Random errors are statistical fluctuations in the measured data due to the precision limitations of the measurement device. Random errors can be evaluated through statistical analysis and can be reduced by repeating the experiment a number of times and averaging over a large number of observations.
Systematic errors are inevitable and produce inaccuracies that are similar and consistently in the same direction. Systematic errors are often problems which continue throughout the entire experiment.
Systematic errors are difficult to detect and cannot be analyzed statistically, because all of the data is off in the same direction. It is either to high or too low. Spotting and correcting for systematic error takes a lot of care.
- Other Experimental Errors and Uncertainties
I believe that the pH of the buffered solutions such as casein/trypsin
changed and was unable keep the pH constant. Therefore the enzyme
could not resact with the casein molecules.
It is also very difficult to judge when all of the casein has become soluble.

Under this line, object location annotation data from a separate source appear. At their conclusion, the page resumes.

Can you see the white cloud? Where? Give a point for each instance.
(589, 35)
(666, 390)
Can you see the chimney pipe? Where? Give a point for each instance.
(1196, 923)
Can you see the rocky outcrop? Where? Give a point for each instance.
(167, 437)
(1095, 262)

There will always be a difference in the timings recorded. Therefore, a
colorimeter can be used to accurately judge when all the casein has been
dissolved.
It is an apparatus that characterizes colour samples to provide an
objective measure of colour characteristics. The colorimeter allows the
absorbance of a solution at a particular frequency of visual light to be
determined.
The way to achieve the most accurate results is to use the most recently
made buffered solutions, measuring them using the correct and clean
apparatus, allowing the reaction to take place in a clean test tube washed by
distilled water and record the time it takes for the casein solution to clear by
holding it up to a bright light and verify transparency.